At times the virus may settle in the region of the medulla, or "bulb," the thickened collection of
nervous tissue at the upper end of the spinal cord. It is in this bulb that many of the vital nerve centers of the body are lodged. When the infection localizes in this region, it is known as bulbar polio. The virus, lodging here, may affect the nerves controlling the muscles of the throat, thus making it impossible to swallow or to speak plainly. Lodging in the medulla, the virus could affect the breathing"centers. " Bulbar poliomyelitis is very serious. However, this form of polio is fortunately relatively rarer than the spinal polio, where the infection localizes lower down in the spinal cord. Spinal polio is divided into two types: high spinal polio because the nerves controlling the muscles of breathing – diaphragm and intercostals – are located in the high spinal area; low spinal polio which involves the lower limbs.

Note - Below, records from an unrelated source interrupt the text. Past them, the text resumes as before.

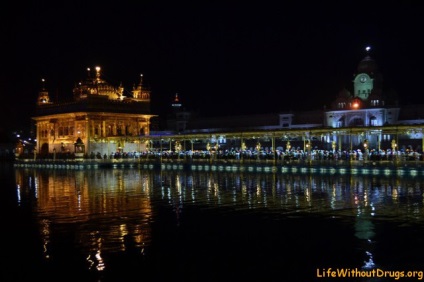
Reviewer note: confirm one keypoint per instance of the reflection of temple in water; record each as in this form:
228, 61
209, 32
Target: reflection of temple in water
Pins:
111, 210
96, 199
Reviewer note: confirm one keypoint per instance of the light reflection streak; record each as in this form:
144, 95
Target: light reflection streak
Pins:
120, 200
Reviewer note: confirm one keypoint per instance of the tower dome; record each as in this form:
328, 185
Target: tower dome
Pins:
367, 65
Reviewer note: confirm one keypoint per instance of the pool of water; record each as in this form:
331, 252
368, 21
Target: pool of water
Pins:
142, 225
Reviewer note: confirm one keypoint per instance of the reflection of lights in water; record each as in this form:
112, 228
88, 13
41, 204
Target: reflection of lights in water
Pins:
95, 259
365, 231
18, 193
45, 231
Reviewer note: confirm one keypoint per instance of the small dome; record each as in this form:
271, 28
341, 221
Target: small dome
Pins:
367, 65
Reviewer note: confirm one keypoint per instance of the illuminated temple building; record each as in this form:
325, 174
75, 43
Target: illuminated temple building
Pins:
99, 116
106, 121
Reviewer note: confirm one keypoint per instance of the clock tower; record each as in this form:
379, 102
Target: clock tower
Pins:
367, 77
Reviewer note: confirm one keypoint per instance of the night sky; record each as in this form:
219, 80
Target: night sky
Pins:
221, 58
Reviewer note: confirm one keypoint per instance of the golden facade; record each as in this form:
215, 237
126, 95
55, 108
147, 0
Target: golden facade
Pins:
99, 114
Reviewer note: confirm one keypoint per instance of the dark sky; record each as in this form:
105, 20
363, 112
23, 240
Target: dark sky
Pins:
222, 58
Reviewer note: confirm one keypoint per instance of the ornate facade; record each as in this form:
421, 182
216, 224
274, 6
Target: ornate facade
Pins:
100, 115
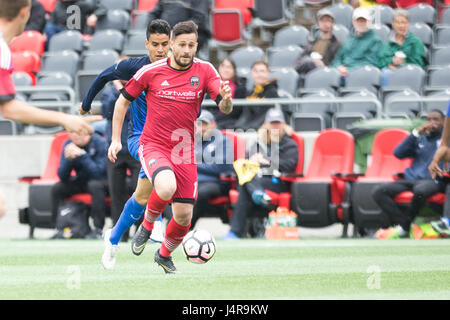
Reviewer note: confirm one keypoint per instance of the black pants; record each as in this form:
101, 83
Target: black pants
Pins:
97, 189
384, 196
245, 206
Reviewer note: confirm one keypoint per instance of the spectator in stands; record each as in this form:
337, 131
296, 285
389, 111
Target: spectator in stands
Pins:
214, 156
403, 47
227, 71
421, 146
272, 136
320, 51
86, 155
264, 87
120, 185
37, 17
81, 15
183, 10
360, 49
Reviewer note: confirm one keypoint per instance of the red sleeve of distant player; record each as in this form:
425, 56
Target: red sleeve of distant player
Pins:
137, 84
213, 82
7, 90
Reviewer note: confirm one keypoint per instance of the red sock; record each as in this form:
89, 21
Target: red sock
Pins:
174, 236
155, 207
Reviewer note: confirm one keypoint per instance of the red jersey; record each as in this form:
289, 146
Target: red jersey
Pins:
7, 89
173, 99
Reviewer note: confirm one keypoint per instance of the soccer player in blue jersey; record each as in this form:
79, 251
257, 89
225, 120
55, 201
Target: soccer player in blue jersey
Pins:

All these forms – spinal and bulbar – are the same illness, the only difference being in the
location and the extent of damage done to the nerve I cells which control the various muscle activities.

SOURCES: Handbook on the Late Effects of Poliomyelitis for Physicians and Survivors edited by Gini Laurie, Frederick M. Maynard, M.D., D. Armin Fischer, M.D., and Judy Raymond.

Poliomyelitis, a Source Book for High School Students, published by The National Foundation for Infantile Paralysis,
Inc. Treatment of Acute Poliomyelitis, edited by William A. Spencer, M.D.

With special thanks to ... Ernest W. Johnson, M.D.
Dr. Johnson, the former chairman of the Department of Physical Medicine and Rehabilitation at The Ohio State University Hospitals was awarded the 1991 Henry B. Betts Award recognizing his work with people with disabilities. He continues in his medical practice and much of his work involves assisting polio survivors.

EDITOR'S NOTE: A few sources list six types: inapparent infection, abortive poliomyelitis, non-paralytic poliomyelitis,
spinal paralytic poliomyelitis, bulbar paralytic poliomyelitis, and encephalitic manifestations.